Skinny mutants are SEXAH

Coming into work this morning, I was once again faced with the annoying problem of having absolutely no work to do. In cases like this, I enjoy digging into my arsenal of time-wasting websites with a particular favorite being psdiasters.com. If you have never visited this site, it’s a must for both designers/production artists and just anybody who enjoy looking at mass amounts of fail; contributors submit ads, images, and articles from all over the world depicting photoshop debacles ranging from subtle inconsistencies to “HOLY FUCK HOW WAS THIS PUBLISHED!?”

And while insanely funny and addictive to look at, I’m not here to just discuss absurdities in the publishing industry. In perusing the site, I’ve always noticed many of the submitted images are of botched female models attributed to artists “tweaking” them to look more skinny and glamorous, and while I could possibly see the reasoning for it if it was a size 10 “I-just-ate-a-Big-Mac-before-this-photoshoot” sort-of model, it’s always bristled my back when I see the many instances of taking already thin women and sucking them in even more.

 

 

 

 

 

 

 

 

 

 

 

 

 

 

 

 

 

 

 

 

 

 

Above is the perfect example of photoshop “touchups” that have led to today’s cultural issues on female body image and self-esteem. The result of taking in the entire body several inches is not only freakish in proportion to her arms, shoulders, and face, it gives us a strange definition of beauty and one that isn’t even humanly possible. I mean seriously, does anyone REALLY find small bodyframes with gorilla arms appealing??

 

 

 

Here at Cosmo, we like our women ribless and structurally questionable…

Kidding aside, it’s these subtle (or to me, not-so-subtle) changes that piss me off the most. In the above two examples women are transformed into radically different shapes that give us an unnatural understanding of female proportions.

In the first one, you’ll notice the natural ratio between her hips and waist as well as the proportion of her hips to her head. Our society’s obsession with the notion that women should be both skinny AND hourglass-shaped (w/o her hips being larger then her shoulder length of course!) is a notion built entirely on media fantasy and has never reflected a real woman’s body. It’s almost like they would rather create images that conform to a formulaic outcome then actually consider the natural-ness of the image.

Here’s my hypothetical checklist I believe every magazine production artist to own:

Small wrists? Check.

Filled out chest? Check.

Huge contour of the waist? Check.

Hip size same as shoulder size? Super Check.

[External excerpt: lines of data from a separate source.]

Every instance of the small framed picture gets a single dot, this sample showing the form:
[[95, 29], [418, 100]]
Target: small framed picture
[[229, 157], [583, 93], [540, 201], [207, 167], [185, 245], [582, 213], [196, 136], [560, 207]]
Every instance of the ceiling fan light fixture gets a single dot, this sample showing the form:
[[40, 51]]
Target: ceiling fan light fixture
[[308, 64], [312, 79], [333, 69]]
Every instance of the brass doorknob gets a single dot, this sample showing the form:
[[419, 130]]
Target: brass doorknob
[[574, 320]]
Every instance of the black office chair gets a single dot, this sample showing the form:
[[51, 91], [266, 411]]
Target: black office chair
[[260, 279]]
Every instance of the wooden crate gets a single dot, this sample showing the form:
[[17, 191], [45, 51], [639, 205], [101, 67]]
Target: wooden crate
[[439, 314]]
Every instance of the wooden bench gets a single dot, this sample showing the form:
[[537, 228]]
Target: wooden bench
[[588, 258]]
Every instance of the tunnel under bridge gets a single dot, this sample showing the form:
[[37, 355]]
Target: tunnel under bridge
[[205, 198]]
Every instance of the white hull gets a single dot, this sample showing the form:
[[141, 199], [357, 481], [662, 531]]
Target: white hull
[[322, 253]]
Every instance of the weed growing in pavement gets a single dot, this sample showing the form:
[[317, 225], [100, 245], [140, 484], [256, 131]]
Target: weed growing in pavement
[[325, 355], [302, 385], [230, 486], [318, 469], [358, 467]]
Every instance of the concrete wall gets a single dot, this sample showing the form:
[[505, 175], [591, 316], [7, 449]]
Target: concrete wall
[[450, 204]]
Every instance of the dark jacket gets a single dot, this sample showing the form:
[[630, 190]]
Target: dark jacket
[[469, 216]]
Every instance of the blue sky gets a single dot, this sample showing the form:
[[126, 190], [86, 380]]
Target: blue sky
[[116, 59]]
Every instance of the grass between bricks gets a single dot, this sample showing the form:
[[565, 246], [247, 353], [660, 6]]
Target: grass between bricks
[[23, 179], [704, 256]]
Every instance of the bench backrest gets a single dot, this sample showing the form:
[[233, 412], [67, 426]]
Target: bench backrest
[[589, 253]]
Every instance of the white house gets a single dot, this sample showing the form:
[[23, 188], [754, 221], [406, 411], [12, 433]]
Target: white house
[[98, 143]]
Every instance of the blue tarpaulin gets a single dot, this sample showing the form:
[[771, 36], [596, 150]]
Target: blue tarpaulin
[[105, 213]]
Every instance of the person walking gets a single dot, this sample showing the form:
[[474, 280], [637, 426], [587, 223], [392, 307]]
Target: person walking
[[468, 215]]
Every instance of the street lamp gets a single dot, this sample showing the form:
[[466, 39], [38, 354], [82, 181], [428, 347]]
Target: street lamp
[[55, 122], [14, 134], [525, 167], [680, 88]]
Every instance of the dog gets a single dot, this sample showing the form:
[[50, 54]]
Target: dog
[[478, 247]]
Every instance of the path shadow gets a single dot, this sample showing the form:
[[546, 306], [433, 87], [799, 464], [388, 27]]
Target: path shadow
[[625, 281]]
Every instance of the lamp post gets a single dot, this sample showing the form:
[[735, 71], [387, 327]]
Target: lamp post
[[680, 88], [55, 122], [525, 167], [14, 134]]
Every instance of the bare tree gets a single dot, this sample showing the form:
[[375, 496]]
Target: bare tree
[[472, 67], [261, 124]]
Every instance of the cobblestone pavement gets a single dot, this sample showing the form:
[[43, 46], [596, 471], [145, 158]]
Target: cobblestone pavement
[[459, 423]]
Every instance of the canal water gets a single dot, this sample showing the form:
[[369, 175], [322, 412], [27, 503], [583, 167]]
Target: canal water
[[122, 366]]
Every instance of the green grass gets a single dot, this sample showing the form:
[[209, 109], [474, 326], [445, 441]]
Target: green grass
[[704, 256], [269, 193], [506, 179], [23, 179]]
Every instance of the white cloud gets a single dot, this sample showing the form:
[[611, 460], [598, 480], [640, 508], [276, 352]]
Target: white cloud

Even in cases where current trends favor the “bootylicious” body, (as demonstrated in the second image) you’ll see that it’s the waist that is brought unnaturally in, rather then actually adding and rounding out the butt. This is once again purporting the idea that the ideal woman is both extremely skinny and extremely curvy.

The saddest part about this trend is that the result not only conditions women into developing body insecurities and possible eating disorders, it’s affecting our society entirely! Consider this study that found that men are more likely to overestimate the weight of women – so that to be skinny is to be normal and to be normal is to be overweight. Overall the study found that both men and women are judging women (even girls) with a much stringent standard of what is healthy (and for all intensive purposes) what is beautiful.

As a current production artist, I can completely understand the seemingly menial job we can do. Tight deadlines, fast turnovers, and pressure to approve work quickly leads to the sort of disasters posted on psdiasters in the first place. But even as production artists, it’s still possible to conduct a conversation in the creation of warped disfigured images. In fact, it’s that sort of talking point that can be so beneficial to change! While pointing out the role that distorted photoshopping plays in our society, the fact is that agencies don’t really care – but by framing is as an issue of aesthetics (“her waist looks really weird, I don’t think we need to bring it in so far”) it contextulizes the issue in a way that directly matters to the supervisor. Because no one wants to create the next Ralph Lauren fo paux.